CNBC AI News | June 30, 2025

Baidu has officially unveiled its latest generation of AI powerhouses, the ERNIE 4.5 series of large models, making them open-source. Marking a significant moment for China’s burgeoning AI ecosystem, the Modong Space, a prominent national computing platform, has become the first to integrate ERNIE 4.5.

Developed under the guidance of the Ministry of Industry and Information Technology by the China Academy of Information and Communications Technology, Modong Space serves as a central hub, aggregating a diverse array of model services from multiple sources. Through its gateway capabilities, the platform facilitates seamless online access and deployment of AI models and applications.
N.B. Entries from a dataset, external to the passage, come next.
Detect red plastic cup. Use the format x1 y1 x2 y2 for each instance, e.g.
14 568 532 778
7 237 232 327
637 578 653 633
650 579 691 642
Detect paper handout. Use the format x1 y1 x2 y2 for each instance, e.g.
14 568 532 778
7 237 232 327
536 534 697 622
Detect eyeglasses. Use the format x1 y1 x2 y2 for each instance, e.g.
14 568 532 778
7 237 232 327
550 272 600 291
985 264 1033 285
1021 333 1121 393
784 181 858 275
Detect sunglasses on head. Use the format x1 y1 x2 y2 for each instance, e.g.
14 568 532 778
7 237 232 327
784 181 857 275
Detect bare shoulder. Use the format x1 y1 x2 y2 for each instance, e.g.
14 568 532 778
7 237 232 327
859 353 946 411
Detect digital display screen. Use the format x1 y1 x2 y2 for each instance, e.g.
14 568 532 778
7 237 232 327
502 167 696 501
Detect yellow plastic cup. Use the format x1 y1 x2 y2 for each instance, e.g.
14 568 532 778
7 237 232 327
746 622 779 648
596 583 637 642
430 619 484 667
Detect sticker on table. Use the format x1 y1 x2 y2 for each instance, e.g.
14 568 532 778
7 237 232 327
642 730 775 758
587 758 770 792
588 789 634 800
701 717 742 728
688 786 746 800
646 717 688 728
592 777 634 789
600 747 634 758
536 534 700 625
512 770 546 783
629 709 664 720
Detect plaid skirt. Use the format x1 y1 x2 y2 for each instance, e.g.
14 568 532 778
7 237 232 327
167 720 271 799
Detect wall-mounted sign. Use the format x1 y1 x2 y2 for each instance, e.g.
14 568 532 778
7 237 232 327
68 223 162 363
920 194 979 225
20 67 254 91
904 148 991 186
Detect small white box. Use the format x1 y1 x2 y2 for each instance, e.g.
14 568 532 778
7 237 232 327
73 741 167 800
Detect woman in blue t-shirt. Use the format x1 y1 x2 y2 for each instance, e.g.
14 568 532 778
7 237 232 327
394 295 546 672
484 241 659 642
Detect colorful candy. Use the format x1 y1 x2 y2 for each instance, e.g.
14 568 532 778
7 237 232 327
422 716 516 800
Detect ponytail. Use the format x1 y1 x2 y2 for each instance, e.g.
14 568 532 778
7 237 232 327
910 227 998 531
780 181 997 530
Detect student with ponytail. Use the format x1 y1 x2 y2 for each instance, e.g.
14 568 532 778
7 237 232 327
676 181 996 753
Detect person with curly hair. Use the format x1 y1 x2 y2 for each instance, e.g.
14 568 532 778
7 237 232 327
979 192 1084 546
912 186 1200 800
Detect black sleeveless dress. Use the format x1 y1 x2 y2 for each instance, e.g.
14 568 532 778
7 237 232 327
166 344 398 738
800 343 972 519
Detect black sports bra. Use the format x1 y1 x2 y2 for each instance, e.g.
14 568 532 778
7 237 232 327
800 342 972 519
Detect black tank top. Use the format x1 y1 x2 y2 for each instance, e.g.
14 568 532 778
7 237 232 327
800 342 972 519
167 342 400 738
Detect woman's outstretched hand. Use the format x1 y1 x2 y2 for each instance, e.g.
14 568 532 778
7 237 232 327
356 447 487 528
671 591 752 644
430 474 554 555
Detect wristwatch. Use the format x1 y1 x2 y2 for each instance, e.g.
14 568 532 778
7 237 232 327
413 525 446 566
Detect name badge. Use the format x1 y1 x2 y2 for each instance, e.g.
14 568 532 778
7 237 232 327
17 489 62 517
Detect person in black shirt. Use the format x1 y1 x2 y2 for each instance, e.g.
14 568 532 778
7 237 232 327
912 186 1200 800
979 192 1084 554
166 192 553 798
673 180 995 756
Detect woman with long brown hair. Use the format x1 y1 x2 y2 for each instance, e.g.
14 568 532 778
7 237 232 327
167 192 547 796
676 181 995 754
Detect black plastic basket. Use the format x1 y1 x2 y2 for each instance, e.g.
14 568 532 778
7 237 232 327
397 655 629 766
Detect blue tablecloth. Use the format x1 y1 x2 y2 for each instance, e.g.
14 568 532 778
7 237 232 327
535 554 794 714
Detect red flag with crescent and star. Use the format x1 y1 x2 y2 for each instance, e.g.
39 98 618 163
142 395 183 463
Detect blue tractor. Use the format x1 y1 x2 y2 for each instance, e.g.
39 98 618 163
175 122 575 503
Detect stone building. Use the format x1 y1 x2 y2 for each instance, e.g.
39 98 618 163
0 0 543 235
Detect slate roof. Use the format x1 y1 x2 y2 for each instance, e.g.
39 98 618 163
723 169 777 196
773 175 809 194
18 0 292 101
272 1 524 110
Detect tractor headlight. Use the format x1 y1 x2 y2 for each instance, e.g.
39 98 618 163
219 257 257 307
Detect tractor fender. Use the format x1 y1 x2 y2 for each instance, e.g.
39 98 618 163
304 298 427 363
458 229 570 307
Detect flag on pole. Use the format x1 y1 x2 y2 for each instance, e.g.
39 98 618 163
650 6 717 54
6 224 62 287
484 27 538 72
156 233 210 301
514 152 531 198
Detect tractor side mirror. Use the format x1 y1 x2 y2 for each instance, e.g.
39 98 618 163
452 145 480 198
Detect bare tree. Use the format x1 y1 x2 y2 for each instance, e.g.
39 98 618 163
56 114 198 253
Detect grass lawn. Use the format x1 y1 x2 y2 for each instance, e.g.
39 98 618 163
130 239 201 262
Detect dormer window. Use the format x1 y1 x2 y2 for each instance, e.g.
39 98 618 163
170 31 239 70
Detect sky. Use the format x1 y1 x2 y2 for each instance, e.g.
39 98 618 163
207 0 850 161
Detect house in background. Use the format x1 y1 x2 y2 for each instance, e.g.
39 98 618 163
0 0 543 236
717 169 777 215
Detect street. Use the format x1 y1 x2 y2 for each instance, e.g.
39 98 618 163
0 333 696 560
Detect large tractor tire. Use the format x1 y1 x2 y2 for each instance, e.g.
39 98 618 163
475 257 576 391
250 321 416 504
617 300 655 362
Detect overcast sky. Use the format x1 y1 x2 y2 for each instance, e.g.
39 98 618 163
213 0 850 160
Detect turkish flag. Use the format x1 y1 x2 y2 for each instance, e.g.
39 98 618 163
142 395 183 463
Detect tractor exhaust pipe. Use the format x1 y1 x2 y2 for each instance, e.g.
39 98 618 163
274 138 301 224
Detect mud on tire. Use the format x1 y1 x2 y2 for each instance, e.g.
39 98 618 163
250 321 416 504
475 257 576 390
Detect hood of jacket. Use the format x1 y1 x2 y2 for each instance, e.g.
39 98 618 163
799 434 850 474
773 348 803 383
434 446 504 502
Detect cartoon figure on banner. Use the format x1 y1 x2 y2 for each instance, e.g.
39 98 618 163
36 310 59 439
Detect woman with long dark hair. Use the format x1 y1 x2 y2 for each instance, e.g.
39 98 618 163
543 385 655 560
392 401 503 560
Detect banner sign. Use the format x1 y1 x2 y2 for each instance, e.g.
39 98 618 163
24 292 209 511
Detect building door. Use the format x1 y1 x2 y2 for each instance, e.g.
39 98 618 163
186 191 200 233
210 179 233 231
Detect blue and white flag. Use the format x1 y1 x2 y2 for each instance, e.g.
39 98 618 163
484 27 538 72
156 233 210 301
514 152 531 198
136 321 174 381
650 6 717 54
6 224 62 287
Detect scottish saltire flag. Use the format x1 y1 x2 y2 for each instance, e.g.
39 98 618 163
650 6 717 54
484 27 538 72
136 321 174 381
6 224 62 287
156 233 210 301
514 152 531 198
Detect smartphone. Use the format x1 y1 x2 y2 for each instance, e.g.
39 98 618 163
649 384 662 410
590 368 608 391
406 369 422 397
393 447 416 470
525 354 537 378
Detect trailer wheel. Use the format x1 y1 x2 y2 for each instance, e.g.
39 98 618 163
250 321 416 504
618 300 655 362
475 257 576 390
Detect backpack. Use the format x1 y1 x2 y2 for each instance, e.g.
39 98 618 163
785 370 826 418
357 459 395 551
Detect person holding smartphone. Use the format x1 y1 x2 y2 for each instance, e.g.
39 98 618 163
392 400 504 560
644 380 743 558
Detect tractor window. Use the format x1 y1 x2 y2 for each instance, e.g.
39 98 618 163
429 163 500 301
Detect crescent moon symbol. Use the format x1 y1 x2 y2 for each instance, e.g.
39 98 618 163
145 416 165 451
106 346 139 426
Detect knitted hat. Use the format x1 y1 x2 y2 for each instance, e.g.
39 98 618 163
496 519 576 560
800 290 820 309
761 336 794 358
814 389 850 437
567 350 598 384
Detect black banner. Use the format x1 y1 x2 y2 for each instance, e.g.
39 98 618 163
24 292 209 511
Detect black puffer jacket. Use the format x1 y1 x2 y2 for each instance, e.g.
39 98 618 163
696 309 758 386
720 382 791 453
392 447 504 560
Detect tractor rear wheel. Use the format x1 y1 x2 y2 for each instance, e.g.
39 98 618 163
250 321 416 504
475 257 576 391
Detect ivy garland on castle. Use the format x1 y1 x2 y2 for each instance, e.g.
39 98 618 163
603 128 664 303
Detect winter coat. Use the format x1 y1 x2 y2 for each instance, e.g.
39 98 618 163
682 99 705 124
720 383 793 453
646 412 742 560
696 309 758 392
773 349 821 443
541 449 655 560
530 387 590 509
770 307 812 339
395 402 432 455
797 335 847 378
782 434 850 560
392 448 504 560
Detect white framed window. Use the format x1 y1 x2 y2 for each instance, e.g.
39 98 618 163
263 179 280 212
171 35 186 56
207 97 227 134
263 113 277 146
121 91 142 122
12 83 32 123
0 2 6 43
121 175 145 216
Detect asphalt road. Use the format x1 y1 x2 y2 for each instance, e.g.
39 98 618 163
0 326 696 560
This ecosystem empowers model providers to publish their proprietary models via APIs to a centralized marketplace, allowing developers to readily tap into these advanced tools for their creative and developmental endeavors.

The ERNIE 4.5 series, a testament to cutting-edge artificial intelligence research, introduces an innovative pre-training methodology leveraging multi-modal Mixture-of-Experts (MoE) models. This architecture ingeniously combines an “experts” structure with multi-dimensional rotary positional embeddings. Furthermore, during the loss function computation, it enhances the orthogonality between different experts, significantly boosting performance across tasks such as text generation, image comprehension, and multi-modal reasoning.

To enable highly efficient training, ERNIE 4.5 employs strategies for heterogeneous mixed parallelism and multi-level load balancing. On the inference side, it incorporates novel techniques like multi-expert parallel collaborative quantization and convolution-aware quantization algorithms, thereby constructing a robust and high-performance training and inference framework.

The pre-trained models have undergone specialized fine-tuning for their respective modalities. The large language models are meticulously optimized for general language understanding and generation, while the multi-modal large models are centered on visual-language comprehension, supporting both “thinking” and “non-thinking” modes to cater to diverse real-world scenarios.